Sunday, November 4, 2012

...then there is no barrio(s)

A friend called. "We just drove by the new barrio - Colosio - it's being torn down. Cops are there, bulldozesrs, dump trucks." D. and I were getting ready to go to Popeye Beach, out toward the Estuary, so we decided to drive out to Barrio Colosio.

It was like something out of Mad Max. We'd just driven through there the day before and were impressed at the amount of work that had been done on the houses - plywood walls, wood beams. By the time we got there this morning most everything was gone. Piles of debris - or possessions - burned. Cars and trucks and vans passed us loaded down with building material, blankets, chairs. Neighbors in real houses let people stack their belongings and material alongside their homes. Police cars sat at all roads leading into the barrio.


We decided to visit another barrio, the one we'd heard was also to be torn down. On the way we stopped at a home rented by some gringas and they said the bulldozers were there now. They said the homes were being torn down to make way for that rumored marina...rumored for decades. The barrio was on the road to the estuary so we headed there only to be met with lines of police cars - brought in from Hermosillo - and people standing about watching a bulldozer raze another home.


I got out of the van and wandered around with my camera, hoping not to catch the attention of the police. We were told to move our vehicles back so I did then got out for more picture taking.

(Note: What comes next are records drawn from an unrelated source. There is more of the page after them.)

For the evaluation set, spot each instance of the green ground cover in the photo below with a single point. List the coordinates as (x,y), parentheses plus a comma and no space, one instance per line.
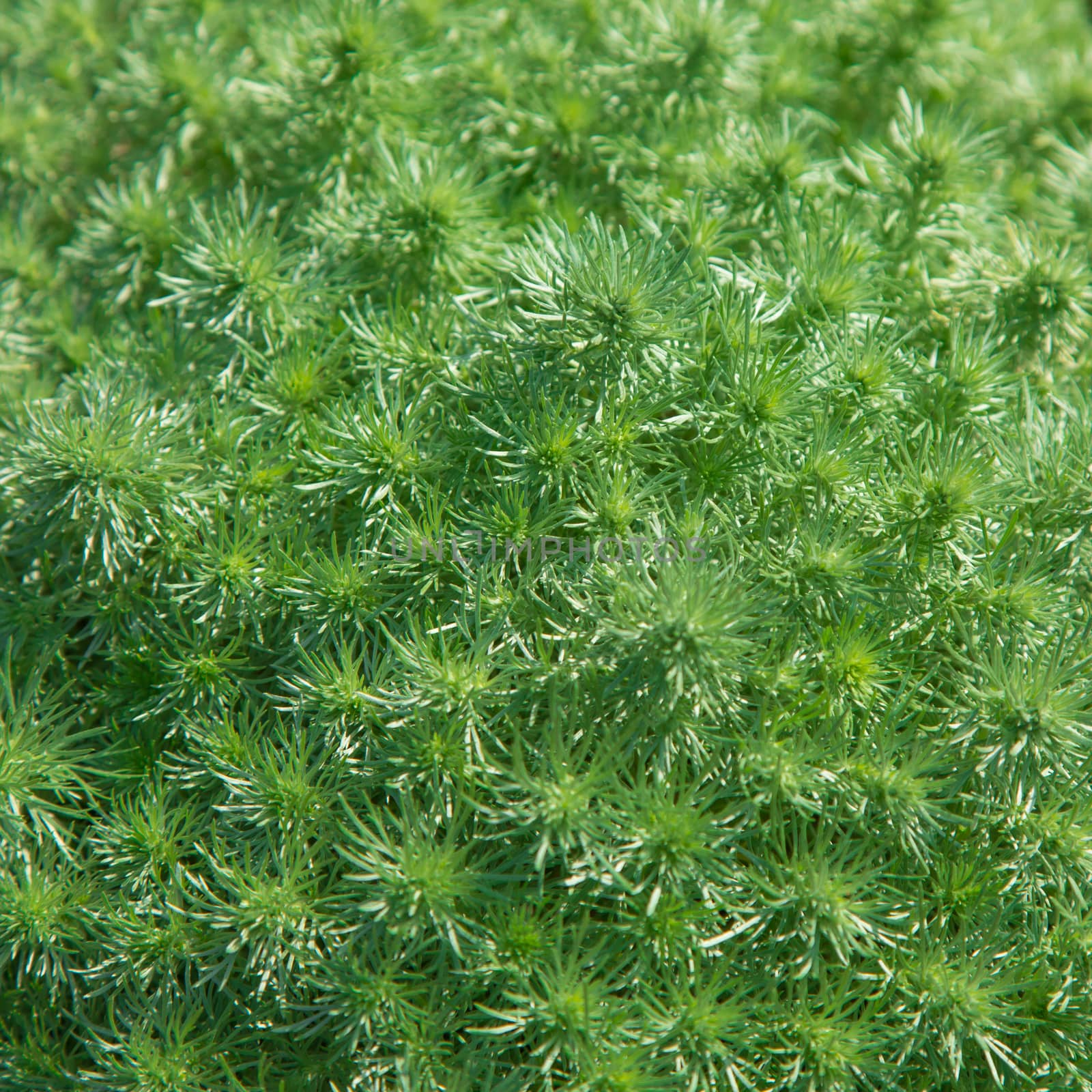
(544,547)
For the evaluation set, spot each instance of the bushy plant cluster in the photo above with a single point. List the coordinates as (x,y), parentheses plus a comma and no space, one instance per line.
(545,546)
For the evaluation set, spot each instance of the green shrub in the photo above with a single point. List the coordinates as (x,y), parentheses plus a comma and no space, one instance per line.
(545,547)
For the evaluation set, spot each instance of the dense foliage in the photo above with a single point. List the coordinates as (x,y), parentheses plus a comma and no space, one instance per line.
(764,764)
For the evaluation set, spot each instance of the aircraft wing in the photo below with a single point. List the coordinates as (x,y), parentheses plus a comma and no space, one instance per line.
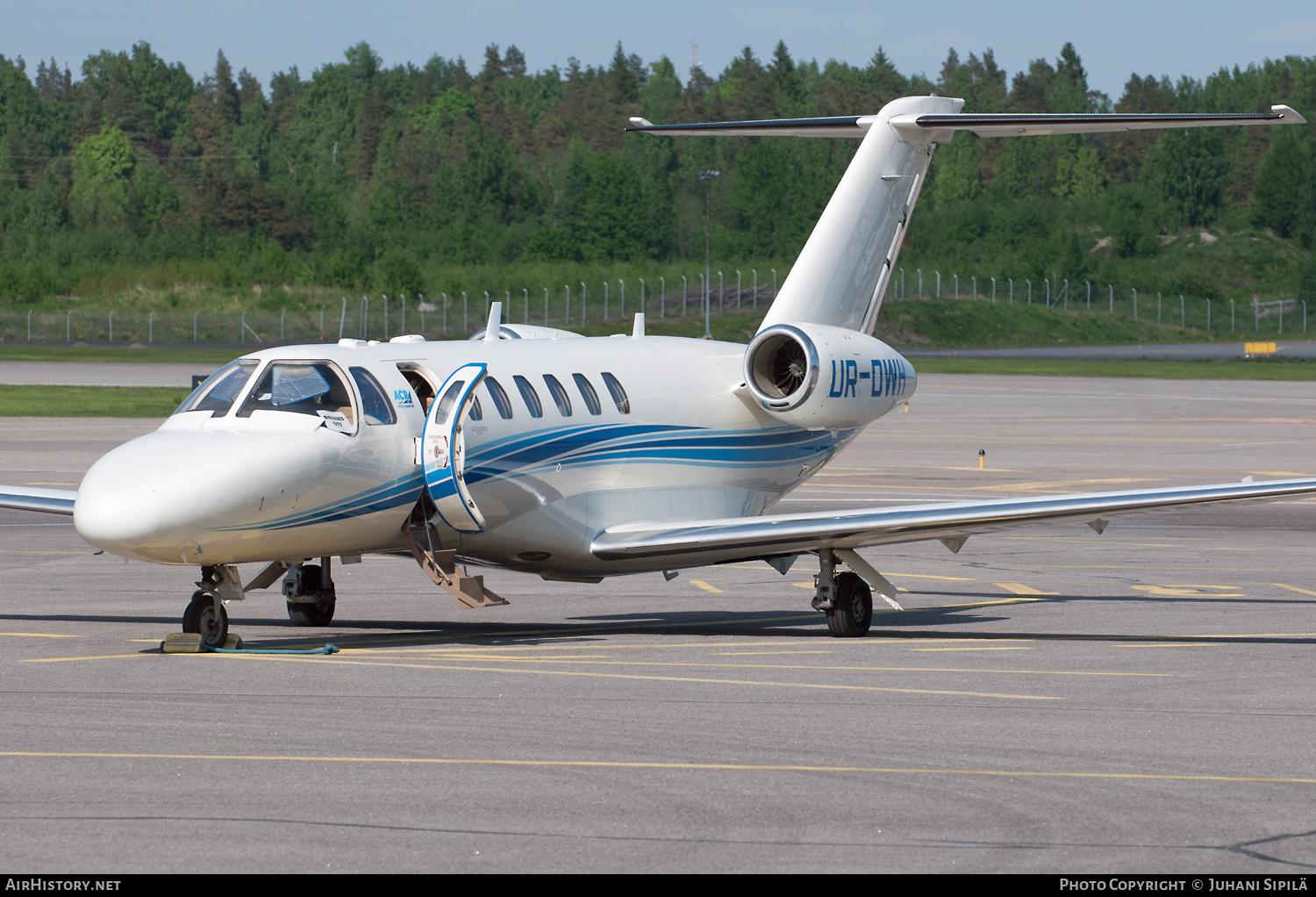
(54,501)
(984,126)
(950,522)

A white truck came down the hill from where a fairly large home was standing, people surrounded the house, stood in a line along the top of the dune. A policeman yelled and cops went running toward the white truck. More police trucks arrived with masked and armed officers standing in the bed. I went back to the van and sat inside, shaking at the horror and the potential for violence. A policeman yelled for me to vamos. He didn't have to tell me twice.



We found an alternate route to the estuary, spent an hour or so there, then returned via the back road to the highway, past a new dump site where they were dumping people's belongings.


That was on Thursday. The next day we made another trip to the estuary, this time with a group of women to kayak and paddle board. We didn't know if the road was blocked but we didn't want to risk it so we took the road from the highway, past the new dumpsite. This is what it looked like on Friday morning.


The dump area had grown. Now people's possessions were covered with dirt, to be burned? Or to discourage rummaging, looking for something of value, maybe that photo of the abuela, maybe a rusted coffee pot?

I don't know the details of the razing. It seems to be true that the people in the more established barrio had been given notice since January that this was going to happen. It seems that these are the people who hustled out to Colosio looking for a new place to live. But apparently they were there illegally so they had to leave. I keep asking "but where are they supposed to live? where are they now?"

It's no wonder people risk their lives to cross the desert into the United States. Their lives are all they own.